How much database normalization is enough?

  • Take 1NF. It seems we can always divide something into even smaller units. A street address has a number, street name, and suffix such as RD, AVE, BLVD, etc. There can also be a compass direction. E.g., 3704 E. Main St. But, why would we ever want to break the street address up into these smaller parts? We almost never want to query on these parts (Give me a count of addresses grouped by suffix?). 

    Atomic is a business unit.  The choice has to make business sense.  This is part of the "art" aspect of design.  As you point out, you may never need to break out 3704 E. Main St..  In all but one design, that is the atomic unit.  But I did have one design where it was important to know the number of living units for a given street.  In the normal configuration, this would be problematic.  So I had a street table and a housing unit table. 

    But I've worked with a database that had both the state and the state code in the address table.  This is an obvious breakout situation.  There were many addresses that were AK meant Alaska and many others where AK meant Alasaka.  Naturally this caused issues that weren't resolved until it was fixed.  But if it had been designed properly, there would never have been an issue.
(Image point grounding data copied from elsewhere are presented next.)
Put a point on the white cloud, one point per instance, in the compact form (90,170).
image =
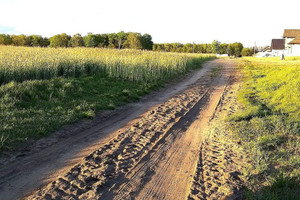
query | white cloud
(167,21)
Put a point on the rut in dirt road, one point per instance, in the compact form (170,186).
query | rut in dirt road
(155,158)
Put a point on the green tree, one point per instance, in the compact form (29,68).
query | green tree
(215,46)
(188,48)
(134,41)
(77,41)
(247,52)
(36,40)
(235,49)
(18,40)
(121,38)
(147,42)
(5,39)
(90,40)
(112,40)
(61,40)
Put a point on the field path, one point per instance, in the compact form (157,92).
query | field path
(145,150)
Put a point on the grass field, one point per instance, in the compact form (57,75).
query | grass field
(42,89)
(269,127)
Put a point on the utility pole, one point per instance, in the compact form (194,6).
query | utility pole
(193,47)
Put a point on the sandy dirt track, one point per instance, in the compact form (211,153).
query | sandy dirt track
(145,150)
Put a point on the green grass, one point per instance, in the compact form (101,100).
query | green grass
(32,109)
(269,127)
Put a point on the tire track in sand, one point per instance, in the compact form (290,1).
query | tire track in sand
(167,138)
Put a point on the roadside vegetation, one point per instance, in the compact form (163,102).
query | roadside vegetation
(268,127)
(42,89)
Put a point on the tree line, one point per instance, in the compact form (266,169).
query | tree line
(118,40)
(233,49)
(123,40)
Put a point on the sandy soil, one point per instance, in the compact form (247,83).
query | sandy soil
(145,150)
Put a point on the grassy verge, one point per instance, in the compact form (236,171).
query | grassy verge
(268,127)
(34,108)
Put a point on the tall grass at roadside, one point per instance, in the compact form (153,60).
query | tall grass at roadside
(269,127)
(26,63)
(43,89)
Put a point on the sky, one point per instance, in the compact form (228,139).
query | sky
(185,21)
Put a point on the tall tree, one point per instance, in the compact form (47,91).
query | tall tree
(134,41)
(90,40)
(215,46)
(121,38)
(5,39)
(61,40)
(77,41)
(147,42)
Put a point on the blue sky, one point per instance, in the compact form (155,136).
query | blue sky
(200,21)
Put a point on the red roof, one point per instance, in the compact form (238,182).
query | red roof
(291,33)
(278,44)
(295,41)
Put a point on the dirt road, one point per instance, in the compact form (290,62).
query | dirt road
(145,150)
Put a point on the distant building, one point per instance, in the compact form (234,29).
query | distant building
(278,47)
(292,42)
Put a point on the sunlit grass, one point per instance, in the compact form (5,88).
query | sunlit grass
(269,126)
(42,89)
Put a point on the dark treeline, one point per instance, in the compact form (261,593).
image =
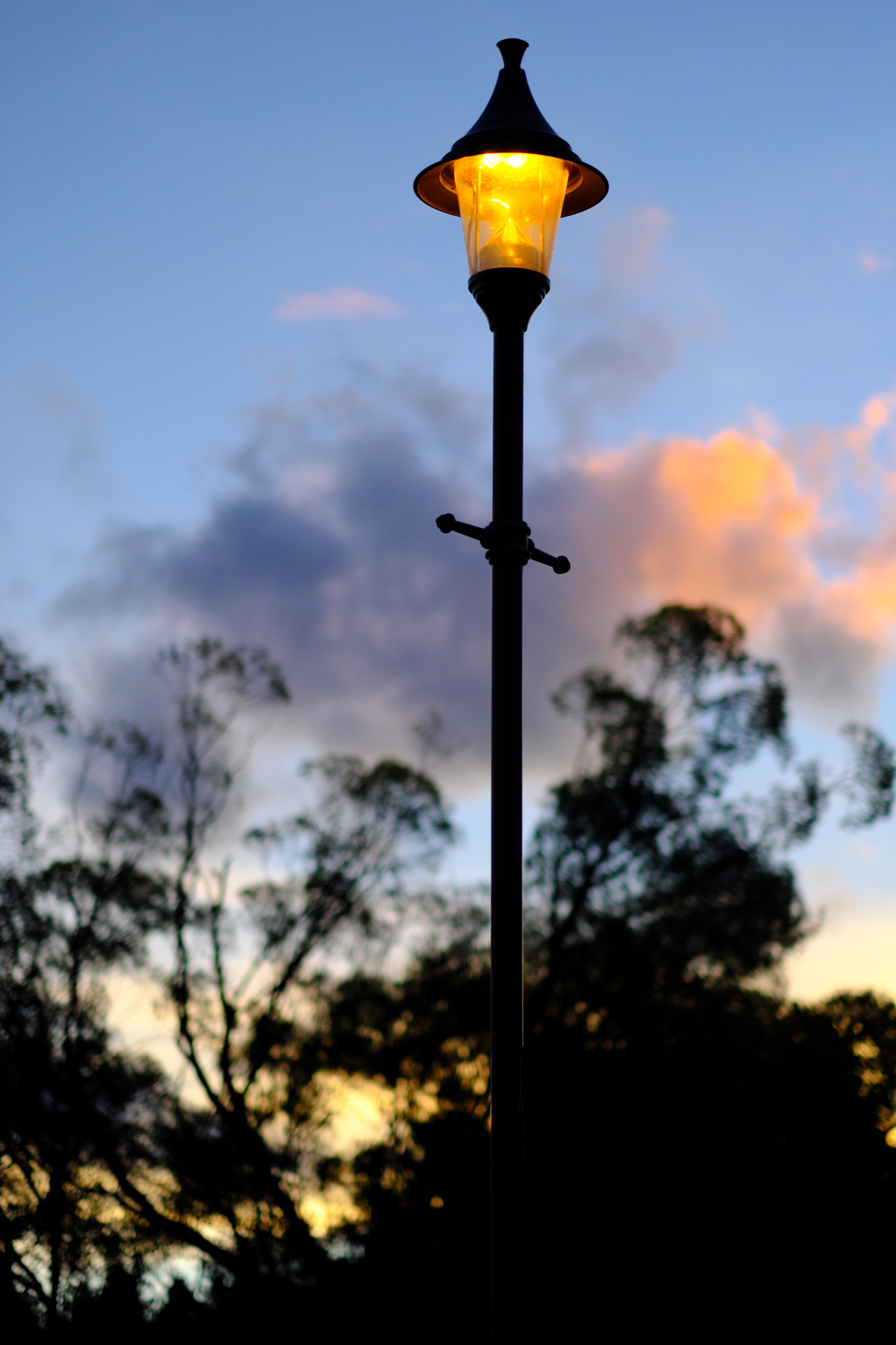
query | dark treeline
(699,1149)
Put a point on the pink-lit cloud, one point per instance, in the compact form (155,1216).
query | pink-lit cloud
(375,615)
(335,303)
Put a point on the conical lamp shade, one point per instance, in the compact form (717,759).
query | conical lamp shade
(512,124)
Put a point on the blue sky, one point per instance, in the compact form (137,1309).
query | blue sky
(175,170)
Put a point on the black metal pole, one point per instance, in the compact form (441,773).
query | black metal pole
(508,296)
(507,833)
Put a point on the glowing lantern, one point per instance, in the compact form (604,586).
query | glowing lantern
(511,178)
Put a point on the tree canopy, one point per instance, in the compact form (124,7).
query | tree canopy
(688,1128)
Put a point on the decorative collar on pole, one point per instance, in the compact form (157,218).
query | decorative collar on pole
(511,124)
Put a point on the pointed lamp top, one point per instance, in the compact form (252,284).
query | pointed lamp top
(511,124)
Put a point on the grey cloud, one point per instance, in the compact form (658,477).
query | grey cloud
(75,417)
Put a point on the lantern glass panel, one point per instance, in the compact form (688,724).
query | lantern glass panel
(511,208)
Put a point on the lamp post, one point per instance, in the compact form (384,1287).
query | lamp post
(509,178)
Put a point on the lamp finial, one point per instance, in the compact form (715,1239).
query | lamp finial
(512,51)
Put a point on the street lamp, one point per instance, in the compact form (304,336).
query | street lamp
(509,178)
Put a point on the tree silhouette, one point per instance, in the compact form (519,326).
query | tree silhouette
(694,1139)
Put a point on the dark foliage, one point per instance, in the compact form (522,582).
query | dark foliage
(698,1149)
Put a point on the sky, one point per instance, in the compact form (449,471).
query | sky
(241,373)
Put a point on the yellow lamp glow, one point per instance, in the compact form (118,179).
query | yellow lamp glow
(511,206)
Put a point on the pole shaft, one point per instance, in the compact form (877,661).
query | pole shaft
(507,843)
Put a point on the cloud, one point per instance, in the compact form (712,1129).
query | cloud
(326,550)
(872,263)
(74,416)
(335,303)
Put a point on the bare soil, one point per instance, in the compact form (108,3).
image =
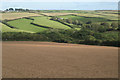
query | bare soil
(29,59)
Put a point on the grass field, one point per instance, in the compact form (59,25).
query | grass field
(10,16)
(24,24)
(44,21)
(5,28)
(58,60)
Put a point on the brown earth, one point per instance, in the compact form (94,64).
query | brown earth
(58,60)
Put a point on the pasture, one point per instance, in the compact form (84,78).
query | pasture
(16,15)
(25,24)
(5,28)
(44,21)
(84,19)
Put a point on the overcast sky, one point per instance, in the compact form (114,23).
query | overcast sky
(59,0)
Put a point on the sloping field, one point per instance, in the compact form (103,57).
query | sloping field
(110,16)
(10,16)
(58,60)
(24,24)
(57,14)
(44,21)
(5,28)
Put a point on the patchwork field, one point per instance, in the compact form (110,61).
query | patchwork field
(84,19)
(58,60)
(10,16)
(44,21)
(24,24)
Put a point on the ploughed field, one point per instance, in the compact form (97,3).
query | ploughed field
(39,22)
(58,60)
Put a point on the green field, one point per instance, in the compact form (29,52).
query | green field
(24,24)
(10,16)
(44,21)
(5,28)
(84,19)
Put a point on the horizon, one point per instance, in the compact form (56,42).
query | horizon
(61,5)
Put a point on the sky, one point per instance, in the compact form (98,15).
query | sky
(59,0)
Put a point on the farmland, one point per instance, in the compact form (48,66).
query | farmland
(58,60)
(10,16)
(80,27)
(53,24)
(24,24)
(60,44)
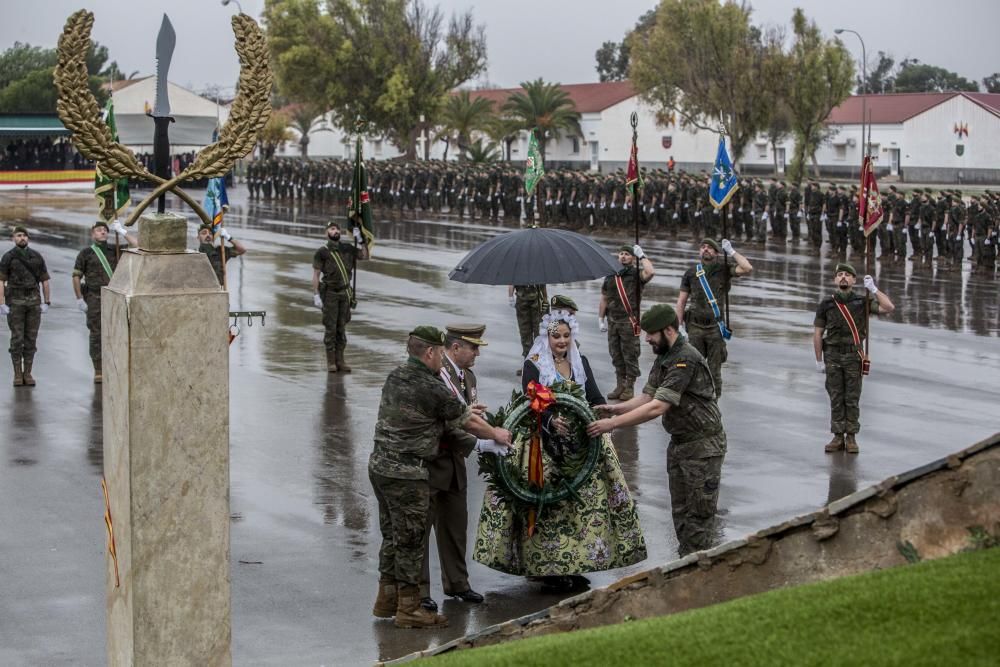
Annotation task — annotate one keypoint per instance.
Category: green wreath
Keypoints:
(504, 474)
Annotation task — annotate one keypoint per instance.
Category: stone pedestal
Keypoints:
(166, 453)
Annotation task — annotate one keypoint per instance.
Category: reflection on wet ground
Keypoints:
(304, 530)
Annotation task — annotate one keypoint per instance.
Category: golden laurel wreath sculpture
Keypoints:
(80, 114)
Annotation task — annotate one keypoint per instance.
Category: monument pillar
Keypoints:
(166, 453)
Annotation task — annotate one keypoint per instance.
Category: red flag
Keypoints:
(869, 200)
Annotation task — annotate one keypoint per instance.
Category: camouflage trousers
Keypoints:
(23, 321)
(93, 300)
(403, 509)
(708, 340)
(843, 385)
(529, 319)
(623, 345)
(336, 315)
(694, 471)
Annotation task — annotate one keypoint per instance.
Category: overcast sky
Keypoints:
(552, 39)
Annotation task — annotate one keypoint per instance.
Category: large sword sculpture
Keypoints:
(80, 114)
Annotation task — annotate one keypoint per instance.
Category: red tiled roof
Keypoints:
(588, 97)
(898, 107)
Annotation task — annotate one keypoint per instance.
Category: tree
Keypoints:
(460, 117)
(916, 77)
(273, 134)
(701, 59)
(388, 62)
(545, 107)
(613, 57)
(821, 77)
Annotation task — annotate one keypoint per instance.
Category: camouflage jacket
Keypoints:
(89, 267)
(681, 377)
(416, 410)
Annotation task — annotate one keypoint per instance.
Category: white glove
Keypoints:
(491, 447)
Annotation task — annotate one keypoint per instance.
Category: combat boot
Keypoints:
(387, 600)
(341, 364)
(628, 390)
(835, 445)
(28, 380)
(409, 613)
(18, 374)
(617, 391)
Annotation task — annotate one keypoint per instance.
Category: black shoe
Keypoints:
(468, 596)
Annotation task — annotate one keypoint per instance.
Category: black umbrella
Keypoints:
(535, 257)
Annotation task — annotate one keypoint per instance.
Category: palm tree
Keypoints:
(460, 117)
(545, 107)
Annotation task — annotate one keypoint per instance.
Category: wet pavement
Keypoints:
(304, 521)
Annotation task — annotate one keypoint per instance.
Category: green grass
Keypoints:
(943, 612)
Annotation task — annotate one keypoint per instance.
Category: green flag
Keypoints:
(359, 213)
(112, 194)
(533, 167)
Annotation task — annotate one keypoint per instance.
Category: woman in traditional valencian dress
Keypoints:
(599, 530)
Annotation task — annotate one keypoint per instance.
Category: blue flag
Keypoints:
(216, 203)
(724, 183)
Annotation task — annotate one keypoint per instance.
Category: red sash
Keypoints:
(865, 362)
(628, 307)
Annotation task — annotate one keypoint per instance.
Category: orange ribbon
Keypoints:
(541, 398)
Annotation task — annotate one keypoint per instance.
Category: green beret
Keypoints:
(844, 266)
(429, 335)
(658, 317)
(562, 301)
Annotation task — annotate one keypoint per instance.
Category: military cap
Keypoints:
(658, 317)
(470, 333)
(562, 301)
(429, 335)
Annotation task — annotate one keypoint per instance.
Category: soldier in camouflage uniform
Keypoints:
(22, 271)
(529, 302)
(620, 319)
(93, 269)
(695, 311)
(415, 412)
(681, 390)
(839, 353)
(333, 268)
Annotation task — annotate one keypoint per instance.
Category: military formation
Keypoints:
(918, 224)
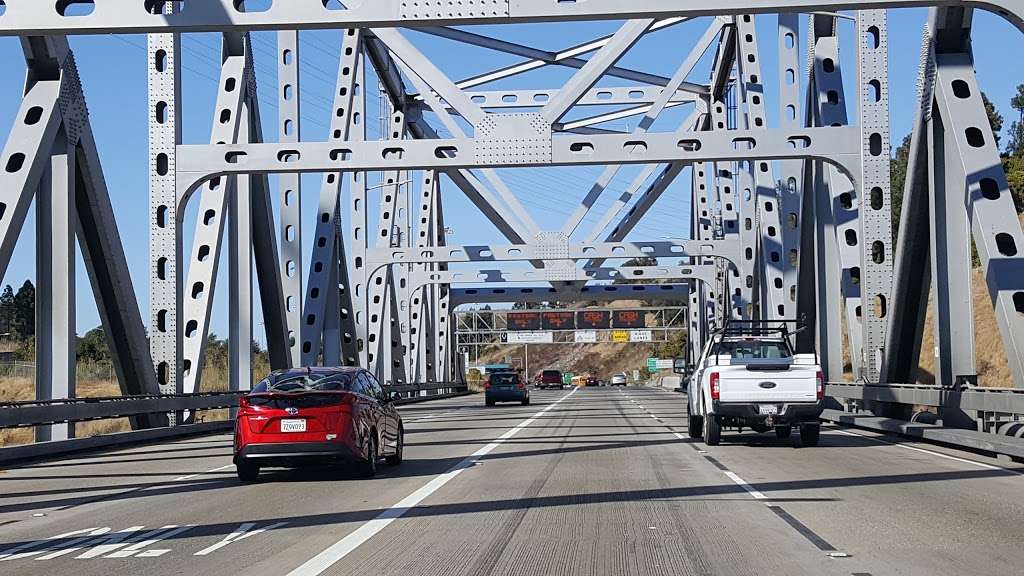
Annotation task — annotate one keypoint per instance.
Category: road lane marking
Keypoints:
(241, 533)
(341, 548)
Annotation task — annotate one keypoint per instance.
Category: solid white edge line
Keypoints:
(335, 552)
(932, 452)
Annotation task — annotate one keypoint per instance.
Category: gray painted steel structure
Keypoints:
(786, 219)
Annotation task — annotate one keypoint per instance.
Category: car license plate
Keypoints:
(293, 425)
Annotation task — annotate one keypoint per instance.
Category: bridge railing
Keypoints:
(35, 413)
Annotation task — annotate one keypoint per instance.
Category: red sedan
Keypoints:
(314, 416)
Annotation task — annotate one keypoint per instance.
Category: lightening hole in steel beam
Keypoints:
(75, 7)
(34, 115)
(583, 149)
(253, 6)
(962, 89)
(989, 189)
(798, 142)
(1006, 245)
(881, 303)
(851, 237)
(878, 252)
(873, 38)
(878, 199)
(975, 137)
(875, 144)
(875, 90)
(394, 154)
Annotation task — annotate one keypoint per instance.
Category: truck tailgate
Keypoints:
(795, 383)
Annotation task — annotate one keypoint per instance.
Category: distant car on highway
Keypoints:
(316, 415)
(505, 386)
(551, 378)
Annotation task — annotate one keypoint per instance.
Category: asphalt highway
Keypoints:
(589, 482)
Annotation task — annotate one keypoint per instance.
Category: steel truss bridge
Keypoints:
(790, 218)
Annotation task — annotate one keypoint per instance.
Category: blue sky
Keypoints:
(113, 71)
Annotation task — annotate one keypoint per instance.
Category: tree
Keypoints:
(25, 311)
(6, 310)
(92, 346)
(897, 179)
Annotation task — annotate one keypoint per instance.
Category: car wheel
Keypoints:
(370, 465)
(713, 429)
(694, 425)
(809, 435)
(395, 459)
(247, 471)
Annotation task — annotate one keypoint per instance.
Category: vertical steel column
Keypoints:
(164, 74)
(972, 167)
(328, 249)
(213, 203)
(291, 189)
(875, 194)
(55, 283)
(240, 276)
(768, 235)
(791, 171)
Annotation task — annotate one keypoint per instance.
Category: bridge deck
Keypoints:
(593, 485)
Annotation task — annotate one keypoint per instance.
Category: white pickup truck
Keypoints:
(751, 378)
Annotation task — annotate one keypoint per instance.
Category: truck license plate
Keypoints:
(293, 425)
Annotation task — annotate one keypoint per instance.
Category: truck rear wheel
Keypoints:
(713, 429)
(693, 426)
(809, 435)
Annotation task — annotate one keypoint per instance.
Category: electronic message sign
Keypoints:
(594, 320)
(557, 320)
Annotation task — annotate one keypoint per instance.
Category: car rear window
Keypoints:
(754, 350)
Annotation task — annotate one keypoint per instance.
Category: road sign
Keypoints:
(586, 336)
(641, 336)
(530, 337)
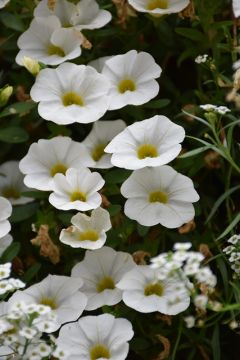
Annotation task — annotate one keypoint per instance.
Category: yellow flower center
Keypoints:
(78, 195)
(58, 168)
(153, 289)
(11, 193)
(48, 302)
(71, 98)
(105, 283)
(99, 351)
(158, 196)
(157, 4)
(147, 150)
(126, 85)
(55, 50)
(98, 152)
(91, 235)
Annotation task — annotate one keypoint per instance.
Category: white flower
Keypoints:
(132, 77)
(60, 293)
(71, 93)
(77, 189)
(100, 271)
(5, 212)
(159, 195)
(236, 7)
(86, 14)
(159, 7)
(11, 183)
(3, 3)
(97, 337)
(151, 142)
(100, 135)
(5, 242)
(47, 42)
(143, 292)
(87, 232)
(46, 158)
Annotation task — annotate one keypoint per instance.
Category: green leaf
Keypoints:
(230, 227)
(191, 34)
(13, 135)
(11, 252)
(18, 108)
(220, 201)
(157, 104)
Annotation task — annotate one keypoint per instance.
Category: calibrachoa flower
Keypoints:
(159, 7)
(11, 183)
(132, 77)
(159, 195)
(60, 293)
(144, 292)
(86, 14)
(5, 212)
(151, 142)
(96, 141)
(77, 189)
(46, 158)
(87, 232)
(71, 93)
(48, 43)
(97, 337)
(100, 271)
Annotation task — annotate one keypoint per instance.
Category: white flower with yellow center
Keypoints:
(100, 271)
(60, 293)
(86, 14)
(159, 195)
(97, 338)
(132, 77)
(143, 292)
(101, 134)
(5, 213)
(71, 93)
(87, 232)
(152, 142)
(47, 42)
(11, 183)
(77, 190)
(46, 158)
(159, 7)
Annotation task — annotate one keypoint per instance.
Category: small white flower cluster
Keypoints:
(201, 59)
(21, 331)
(8, 284)
(233, 253)
(222, 110)
(188, 266)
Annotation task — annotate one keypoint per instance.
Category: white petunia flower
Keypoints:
(86, 14)
(151, 142)
(5, 213)
(132, 77)
(159, 195)
(100, 271)
(11, 183)
(97, 337)
(77, 189)
(101, 134)
(159, 7)
(60, 293)
(47, 42)
(5, 242)
(71, 93)
(143, 292)
(87, 232)
(46, 158)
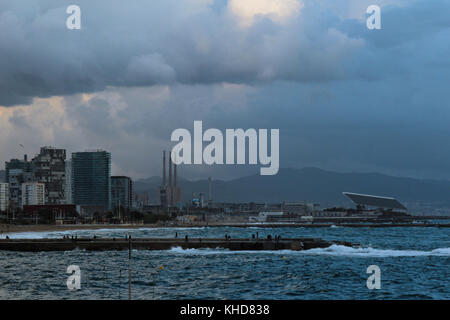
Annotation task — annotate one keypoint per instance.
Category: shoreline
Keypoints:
(7, 229)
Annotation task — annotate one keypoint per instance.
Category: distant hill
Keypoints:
(312, 185)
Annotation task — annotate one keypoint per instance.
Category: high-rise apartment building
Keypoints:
(68, 189)
(49, 168)
(17, 172)
(121, 192)
(4, 196)
(33, 193)
(91, 178)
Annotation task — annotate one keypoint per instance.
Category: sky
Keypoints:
(345, 98)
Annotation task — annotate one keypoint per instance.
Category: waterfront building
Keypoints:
(68, 189)
(91, 179)
(121, 192)
(49, 168)
(33, 193)
(17, 172)
(4, 196)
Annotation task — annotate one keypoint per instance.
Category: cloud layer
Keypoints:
(344, 97)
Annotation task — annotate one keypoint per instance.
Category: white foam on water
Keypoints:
(339, 250)
(334, 250)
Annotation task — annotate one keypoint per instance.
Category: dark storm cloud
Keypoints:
(144, 43)
(344, 97)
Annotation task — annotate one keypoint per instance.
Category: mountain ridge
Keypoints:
(310, 184)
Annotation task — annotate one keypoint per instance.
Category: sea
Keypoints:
(413, 263)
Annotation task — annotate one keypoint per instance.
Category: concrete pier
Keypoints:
(36, 245)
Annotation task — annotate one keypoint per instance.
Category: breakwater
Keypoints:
(103, 244)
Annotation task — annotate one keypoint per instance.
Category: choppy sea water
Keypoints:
(414, 264)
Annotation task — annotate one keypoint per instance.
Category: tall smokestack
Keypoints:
(175, 175)
(164, 168)
(209, 191)
(170, 171)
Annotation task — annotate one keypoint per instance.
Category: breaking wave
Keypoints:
(334, 250)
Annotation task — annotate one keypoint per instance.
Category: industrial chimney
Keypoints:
(164, 168)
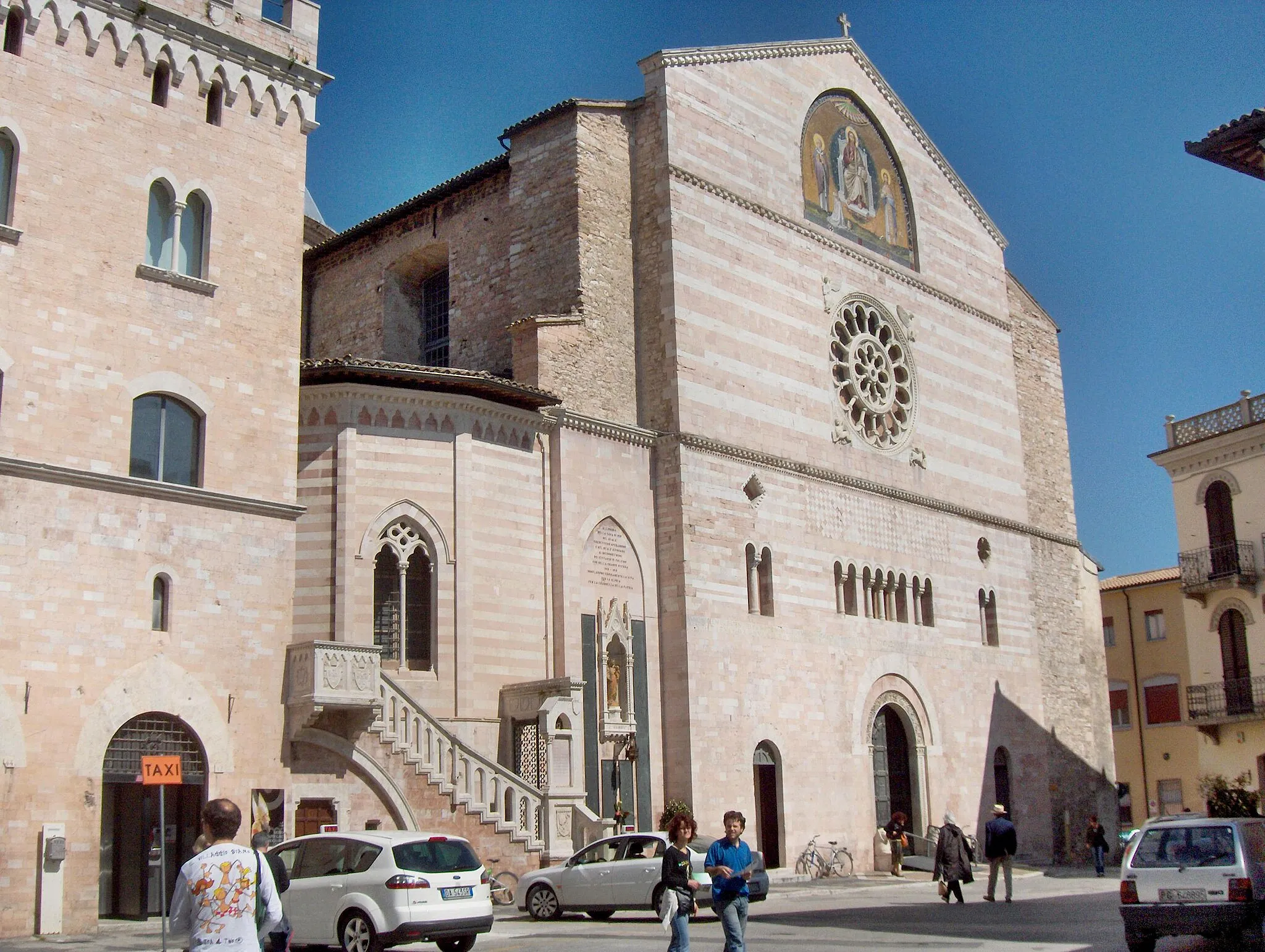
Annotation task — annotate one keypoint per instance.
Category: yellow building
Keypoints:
(1217, 466)
(1148, 672)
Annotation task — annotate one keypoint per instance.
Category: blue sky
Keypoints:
(1065, 119)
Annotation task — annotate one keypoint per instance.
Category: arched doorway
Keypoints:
(768, 813)
(893, 768)
(129, 870)
(1002, 778)
(1235, 669)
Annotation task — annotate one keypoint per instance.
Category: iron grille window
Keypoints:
(152, 735)
(434, 320)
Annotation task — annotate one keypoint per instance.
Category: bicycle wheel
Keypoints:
(503, 887)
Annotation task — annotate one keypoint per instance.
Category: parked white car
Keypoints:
(618, 873)
(367, 891)
(1195, 875)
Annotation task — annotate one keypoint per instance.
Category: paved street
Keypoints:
(1051, 914)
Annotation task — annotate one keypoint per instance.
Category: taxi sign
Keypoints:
(161, 770)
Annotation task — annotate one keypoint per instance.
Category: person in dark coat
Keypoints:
(1096, 838)
(953, 859)
(1001, 843)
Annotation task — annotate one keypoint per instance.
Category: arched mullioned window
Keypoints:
(403, 597)
(161, 227)
(193, 235)
(161, 84)
(766, 578)
(8, 176)
(166, 440)
(160, 603)
(14, 24)
(216, 104)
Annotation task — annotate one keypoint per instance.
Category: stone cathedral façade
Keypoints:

  • xsevensinzx - Monday, July 23, 2018 7:45 AM

    RonKyle - Monday, July 23, 2018 7:03 AM

    This is a scary editorial, and the preceding comments are also scary.  Normalization is not some wonderful thought experiment that it can be nice to have, but it's not strictly speaking necessary.  It applies a mathematical rigor to the art and science of relational database development.  

    Normalization through the third normal form is sufficient for most databases, and most sections of any database.  It is derelict of any database designer to suggest that normalization to this point is "optional."  The normal forms above that address specific cases that the first three normal forms do not adequately address.  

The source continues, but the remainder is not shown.